On Thursday, three days before the first match of the series, a leading daily The Cape Times had no cricket stories in at least one of its editions and coverage of the Bangladesh series has been low across the country. With build-up to the rugby World Cup in full swing, Kevin Anderson performing admirably at Wimbledon, and the football transfer window still wide open, cricket is struggling to make the back pages, but that may change come next week.
Even if it doesn't, JP Duminy indicated the low-profile nature of the series will not impact their motivation. "It doesn't matter where you're representing your country or who you're playing against, it's always an honour and you've got to make sure you give your 100%," he said. "We're definitely not coming here thinking it's going to be a walkover. We know it's going to be tough and we're going to have to play our best cricket to beat Bangladesh."
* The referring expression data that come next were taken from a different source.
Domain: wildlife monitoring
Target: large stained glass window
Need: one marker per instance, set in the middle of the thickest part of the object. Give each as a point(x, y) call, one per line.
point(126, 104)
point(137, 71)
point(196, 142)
There's nothing pretentious about the respect South Africa are showing Bangladesh. After series wins over Pakistan and India, Bangladesh are establishing themselves as an attacking force at home and Duminy said South Africa will need to work on their 'counterpunch,' for the series. "We've seen, especially in the last year or two, how well Bangladesh have competed, especially in ICC tournaments. They've definitely improved and they're even more challenging in their own conditions," he said.
Spin is the obvious advantage Bangladesh will have, with six spinners in their squad and conditions expected to take turn despite the rise of Bangladesh's seamers. But it's Bangladesh's ability to surprise that South Africa will also be looking out for, as they aim to become a more dynamic side ahead of the World Twenty20. "We understand we need to be flexible in our game plans and batting positions, and who is going to be best suited for situations," Duminy said.
South Africa will have their first opportunity to put those plans in place in Friday's warm-up match against BCB XI. Even without the aid of a drone, Duminy explained they will use the practice game primarily to examine and assess the conditions. "We want to get a feel for conditions. A lot of us have been off for a month so it's about getting used to conditions and the pace of the ball and then we discuss that amongst ourselves," he said. "That's the crucial part - that we share the knowledge. A lot of us have played in these conditions over a few years, so its just about having some time in the middle."